A new audit system from the Skills Funding Agency has caused “major concern” within the FE sector.

Accountability reviews — described as “a key element of the agency’s intervention strategy” — will consider not just financial management, but also governance and strategic oversight arrangements.

The announcement, which sources have told FE Week came as a surprise to many in the sector, was accompanied by a 58-page guidance document on the agency website.

It is understood the reviews could be used to assess the progress of providers issued with notices of concern relating to finances.

But Paul Warner, Association of Employment and Learning Providers director of employment and skills, called for clarity on what action was needed from providers and whether audit would result in a straight pass or fail.

“We are unsure how these new guidelines fit with the existing Financial Health Guidelines which are applied to providers on the Register of Training Organisations [RTO],” he told FE Week.

“Does this new review override the existing guidelines and in particular the ratios submitted in an RTO application?”

He added: “The way that the audits are conducted will be crucial.
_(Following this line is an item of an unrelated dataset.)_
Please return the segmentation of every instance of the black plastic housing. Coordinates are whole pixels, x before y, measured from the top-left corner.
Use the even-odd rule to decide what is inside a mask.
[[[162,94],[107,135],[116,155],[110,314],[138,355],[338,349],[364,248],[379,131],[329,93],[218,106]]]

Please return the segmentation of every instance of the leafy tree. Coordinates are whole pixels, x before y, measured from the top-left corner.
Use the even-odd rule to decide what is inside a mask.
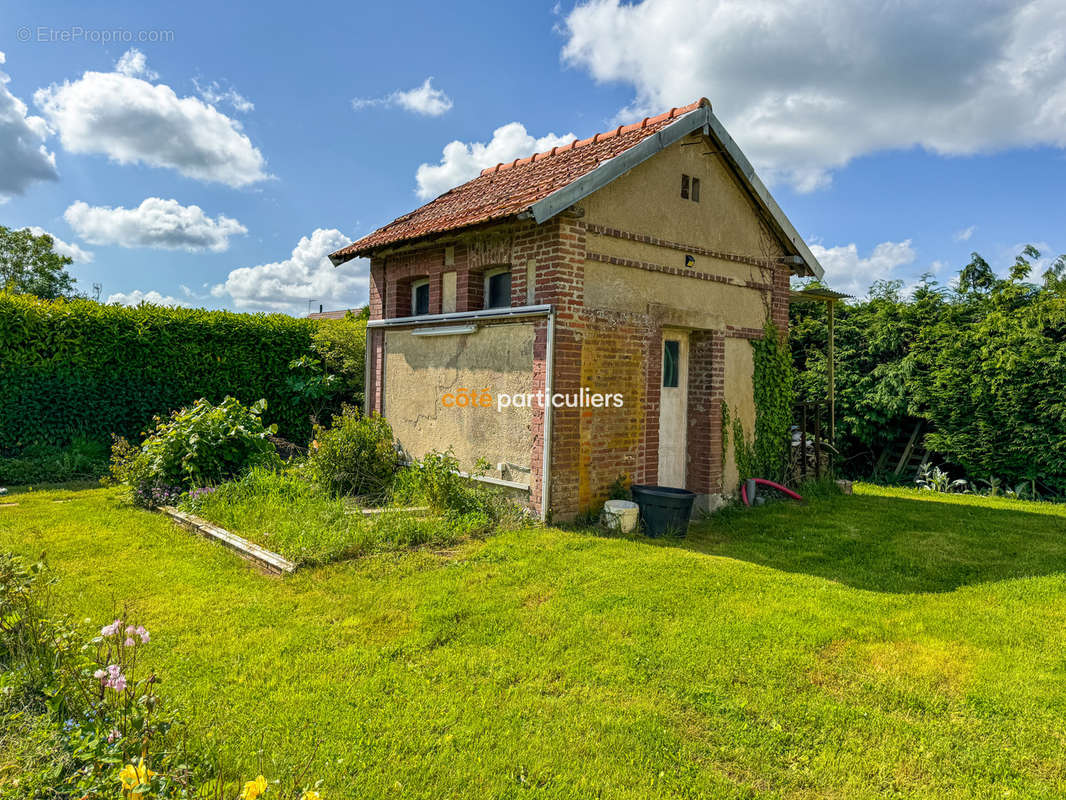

While the guidelines themselves are generally acceptable, they cover a wide area and different auditors may reach different judgements on each aspect.

“If we have understood them correctly, they seem to suggest that if a provider is judged inadequate or ‘needs improvement’ in any part of the inspection, a straight fail will result and for us, this is a major concern.”

Agency guidance on the reviews says they will not be triggered by an Ofsted inspection, but will instead follow a risk-based schedule.

Key risks that would lead to a provider being flagged up on the schedule include “under-performance against allocations, key senior personnel changes or concerns and trends in success rates”.

Providers would be notified that an accountability review was coming three to four weeks in advance.

Julian Gravatt, assistant chief executive at the Association of Colleges, said the audit plan would be looked at soon.

“We discussed the agency’s plan to have targeted reviews to replace FMCE (Financial Management Control Evaluation) and we’re currently discussing the new BIS intervention arrangements and the College Finance Directors Group will be reviewing the detail of this document,” he said.

Each accountability review will examine management, including governance and strategic oversight, financial management and internal control arrangements.

The audit guidance added that reviews would not be undertaken at non-college providers with aggregate contracts under £10m.

An agency spokesperson said: “We would welcome comments from colleges and training organisations on how they could be further developed and refined in the future, particularly in respect of their scope, usefulness and content.”